Rio Grande Wild Turkeys were once common in the Cross Timbers and Blackland Prairie edges. Until their reintroduction to LLELA in February 2005, there were few if any local breeding populations in southeastern Denton and surrounding counties. As part of an ecological restoration project, the U.S. Army Corps of Engineers, the University of North Texas, the Texas Parks and Wildlife Department and the National Wild Turkey Federation partnered to trap, band and release 49 Rio Grande Turkeys. The turkeys were trapped in Jack County from a population near Jacksboro on Dr. Ken Dickson’s ranch*. The birds were transported to LLELA, where they were banded and released. Twenty-five of these birds were also fitted with radio transmitters, enabling graduate students to track their locations. The transmitters provided data on the mortality of the flock through the first year at LLELA and provided information on the locations of good foraging habitat and roosting sites. Since 2005, the wild turkeys have reproduced each year and have remained a constant presence at LLELA.

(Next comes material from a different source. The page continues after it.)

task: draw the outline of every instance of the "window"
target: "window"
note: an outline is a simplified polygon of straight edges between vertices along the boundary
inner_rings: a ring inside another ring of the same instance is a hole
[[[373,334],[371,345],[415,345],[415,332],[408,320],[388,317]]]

LLELA staff have been experimenting with techniques for Northern Bobwhite Quail reintroductions since 2012. Results have been mixed, and the project is ongoing.
Additional wildlife species re-introductions are planned. Most of these require habitat improvements to be made in advance and those steps are currently being taken. A partial list of the species under consideration to be reintroduced includes, but is not limited to the following animals: black-tailed jackrabbit, plains pocket gopher, thirteen-lined ground squirrel, black-tailed prairie dog, collared lizard, and Texas horned lizard.
*In subsequent years, feral hogs decimated the habitat at the ranch in Jacksboro, and no turkeys have been seen there in recent years. The wild turkeys which were moved to LLELA from that ranch are now the only genetic representatives left from that population.